An article called the green skull was behind the mess, it seemed. He wondered if this was the skull. He found nothing to bolster that belief.

He frowned at the girl while stemming his pipe. “This wouldn’t be the green skull everybody is after, would it?”

She hesitated — not thinking up a false answer, but debating whether she should tell him the truth or not.

“No,” she said at last. “That — is not it!”

“What does the green skull look like?”

“I do not think I’ll answer that.”

“Now, look here—”

She held up both hands. “Oh, don’t start yelling at me! I’m trying to think it over — trying to decide whether to tell you the whole story or not.”

Nace squinted his eye that had been darkened in the fight on the baseball diamond that afternoon. Then he turned his attention back to the green skull.

The color, use of a few chemicals from an analysis kit in his bag showed, was due to nothing more mysterious than malachite green aniline. The skull had apparently been soaked in the concoction, a form of green dye.

The skull itself was undoubtedly genuine. It was impossible to tell with certainty how long the owner had been dead.

“Do you know where this came from?” he asked the girl.

She took time to debate her answer.

“Hoo Li, the Chinaman, was a devotee of an Oriental cult known as the Hara Sabz Haddi, the cult of the green bones,” she said finally. “Instead of the usual form of image, a green skeleton is used by the Hara Sabz Haddi. Hoo Li carried one around with him. I don’t know where he got it — the Orient probably.”

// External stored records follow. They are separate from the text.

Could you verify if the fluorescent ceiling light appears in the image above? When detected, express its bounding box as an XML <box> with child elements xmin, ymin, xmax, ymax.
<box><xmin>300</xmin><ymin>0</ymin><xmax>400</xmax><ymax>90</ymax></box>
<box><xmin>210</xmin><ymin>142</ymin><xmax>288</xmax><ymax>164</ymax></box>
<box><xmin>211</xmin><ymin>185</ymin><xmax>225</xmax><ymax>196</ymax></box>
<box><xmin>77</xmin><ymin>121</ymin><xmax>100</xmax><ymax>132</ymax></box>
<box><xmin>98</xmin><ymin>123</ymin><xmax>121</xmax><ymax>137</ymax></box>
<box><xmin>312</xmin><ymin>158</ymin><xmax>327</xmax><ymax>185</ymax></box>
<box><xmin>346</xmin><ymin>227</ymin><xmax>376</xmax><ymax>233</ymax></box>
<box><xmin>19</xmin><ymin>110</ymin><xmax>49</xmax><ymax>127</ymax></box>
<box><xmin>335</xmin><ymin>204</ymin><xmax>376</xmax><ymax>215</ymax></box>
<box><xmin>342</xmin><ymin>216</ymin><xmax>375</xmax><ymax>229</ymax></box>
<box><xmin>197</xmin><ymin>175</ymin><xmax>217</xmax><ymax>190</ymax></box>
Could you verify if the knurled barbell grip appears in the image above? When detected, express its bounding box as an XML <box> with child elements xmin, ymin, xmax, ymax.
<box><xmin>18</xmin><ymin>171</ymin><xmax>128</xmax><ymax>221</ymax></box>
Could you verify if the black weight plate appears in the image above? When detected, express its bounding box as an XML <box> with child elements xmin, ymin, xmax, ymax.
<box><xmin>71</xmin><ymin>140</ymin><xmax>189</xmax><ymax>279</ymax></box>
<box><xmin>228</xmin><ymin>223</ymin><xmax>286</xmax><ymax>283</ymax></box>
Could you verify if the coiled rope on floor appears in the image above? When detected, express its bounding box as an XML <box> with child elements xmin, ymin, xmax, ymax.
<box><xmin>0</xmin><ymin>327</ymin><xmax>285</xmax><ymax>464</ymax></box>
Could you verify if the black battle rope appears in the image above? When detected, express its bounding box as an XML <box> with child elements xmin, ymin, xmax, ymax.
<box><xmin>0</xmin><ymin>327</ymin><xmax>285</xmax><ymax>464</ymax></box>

Nace took another squint at the green skull. “It has got the characteristics of an Oriental skull, all right.”

“It must be part of Hoo Li’s religious rigamarole,” the girl said slowly. “He was a fanatical follower of his cult. He tried to convert all of them to his heathen religion at one time or another. I think Reel was half won over. He had green skulls on the brain. Take that reading lamp, the one with the orange bulb, for instance.”

“You know a lot about them!” Nace said.

“I ought to!” she retorted.

“You were one of the gang, eh?”

“No!” She sounded emphatic, “But my brother and I have followed them and watched them for weeks, both in Europe and America.”

“So that is why you all came into the States on the same liner?”

“Yes!”

* * *

Nace felt of his notched ear, felt of his bruised eye, and scraped blond hair down over his forehead. He felt an urge to grab the woman and shake her. She got under his sunburned hide. She was, he realized, about as clever as they came. She was playing a game — and she was going ahead with it, even though he did have her a prisoner.

She seemed worried.

“Did you find out anything while trailing Baron von Auster, Moe and—” she indicated the body on the floor, “—this man?”